Building time into the start of a project to discuss and create strategy is, paradoxically, a great way to save time. Don’t rush towards construction. Create a roadmap to success first to ensure that no one loses sight of the final objective.
Value a fresh perspective
The value of an agency’s fresh perspective to your business challenges cannot be overstated. Since agencies are used to working with multiple clients, it’s likely that a similar problem to the one you are facing has already cropped up in a different business sector. Even if your problem is new to us, as an interested outsider looking into your organisation, we are able to think outside of our business box. Using your brief to define the end state, without prescribing the exact method of achieving this, will give any agency the space they need to offer solutions that you might not have even thought of. Which again, leads us onto…
Don't be over-prescriptive
You might believe it will take two developers two months to complete the task but that’s based on the assumption that your proposed solution is the correct one.
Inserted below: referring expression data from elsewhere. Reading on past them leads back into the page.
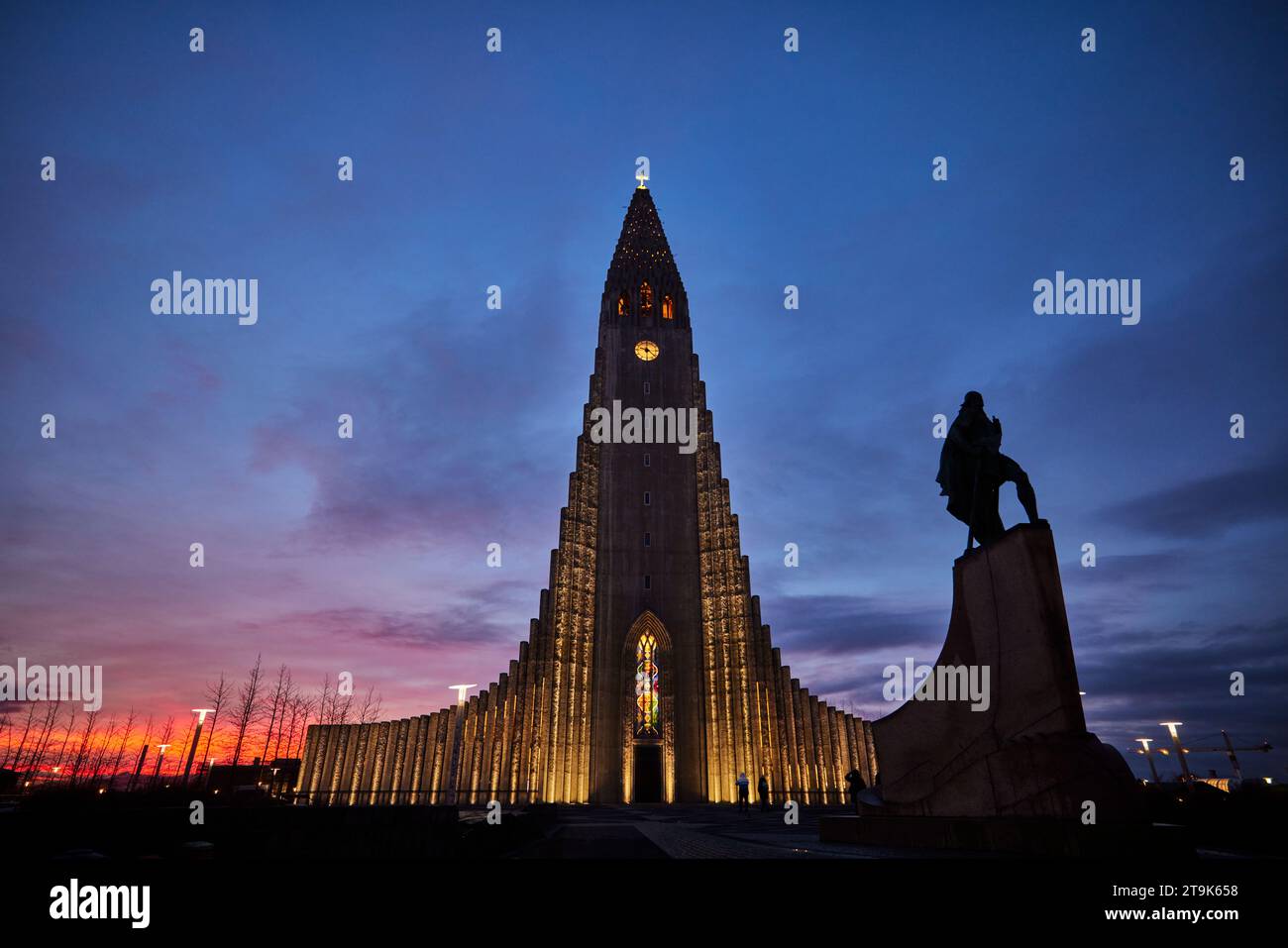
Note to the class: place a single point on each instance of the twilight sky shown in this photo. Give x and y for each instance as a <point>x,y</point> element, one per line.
<point>811,168</point>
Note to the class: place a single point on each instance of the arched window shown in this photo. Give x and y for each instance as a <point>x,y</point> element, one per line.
<point>647,687</point>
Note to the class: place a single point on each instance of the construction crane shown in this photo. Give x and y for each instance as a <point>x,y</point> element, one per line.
<point>1180,750</point>
<point>1229,750</point>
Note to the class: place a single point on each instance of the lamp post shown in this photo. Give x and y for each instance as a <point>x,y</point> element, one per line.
<point>1180,751</point>
<point>1145,742</point>
<point>196,738</point>
<point>458,729</point>
<point>156,772</point>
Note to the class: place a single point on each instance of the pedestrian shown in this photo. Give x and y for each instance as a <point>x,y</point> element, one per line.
<point>855,780</point>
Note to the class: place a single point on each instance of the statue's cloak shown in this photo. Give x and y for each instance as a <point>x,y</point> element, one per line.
<point>969,458</point>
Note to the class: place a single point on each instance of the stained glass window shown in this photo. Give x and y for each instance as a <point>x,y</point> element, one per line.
<point>647,719</point>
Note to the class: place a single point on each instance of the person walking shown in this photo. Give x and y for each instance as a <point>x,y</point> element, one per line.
<point>855,780</point>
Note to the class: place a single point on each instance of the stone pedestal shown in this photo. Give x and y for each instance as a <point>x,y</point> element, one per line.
<point>1029,754</point>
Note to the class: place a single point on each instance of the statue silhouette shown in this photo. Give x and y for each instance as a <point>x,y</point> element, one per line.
<point>973,469</point>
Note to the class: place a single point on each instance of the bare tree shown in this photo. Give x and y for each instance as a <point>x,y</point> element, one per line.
<point>217,695</point>
<point>275,707</point>
<point>67,737</point>
<point>325,700</point>
<point>143,749</point>
<point>370,710</point>
<point>120,751</point>
<point>305,711</point>
<point>248,708</point>
<point>47,737</point>
<point>82,749</point>
<point>26,729</point>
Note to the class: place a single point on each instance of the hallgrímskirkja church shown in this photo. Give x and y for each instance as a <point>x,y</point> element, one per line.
<point>648,675</point>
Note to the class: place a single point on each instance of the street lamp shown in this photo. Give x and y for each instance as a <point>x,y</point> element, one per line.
<point>156,772</point>
<point>462,691</point>
<point>1145,742</point>
<point>1180,751</point>
<point>201,719</point>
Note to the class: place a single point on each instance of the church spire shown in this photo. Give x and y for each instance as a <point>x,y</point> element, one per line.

But what happens to that timetable – and the associated budget – if your agency starts to look at strategic planning, additional research and so on?
Of course deadlines and budgets are important and, as such, both must clearly be communicated up-front in the brief. As a business, you know what your time restraints are and what you can afford. But allocating specific costs are part of any agency’s role and they can find applicable solutions within those restraints. Deeson, for example, is so experienced completing projects for clients that we will have a clear understanding of how to schedule and staff your project.
Separate the 'must-haves' from the 'nice to haves'
This is a crucial split and thinking about it in advance can save a lot of agonising later on. What must the project absolutely deliver and what would it be nice to have, if time and budget allow for them? If the brief states these up front, you can be sure that the time and budget will be allocated in the right way.
Define what success will look like
Think about the Key Performance Indicators (KPIs) in advance and describe them, however broadly, in your brief. How do you want to define success and what are you going to do to measure it? It might require a strategy session to define the KPIs but it’s well worth doing so because a year down the line, you need to know whether you have been successful and whether the project has successfully created change.
Summing up
Think of your agency brief as a roadmap with your destination clearly marked but the exact route only pencilled in. While you might have some good ideas of what paths to take based on your existing knowledge, an agency such as Deeson, with its vast experience of faster roads, or perhaps just more satisfying sections of the journey, can guide you to your destination.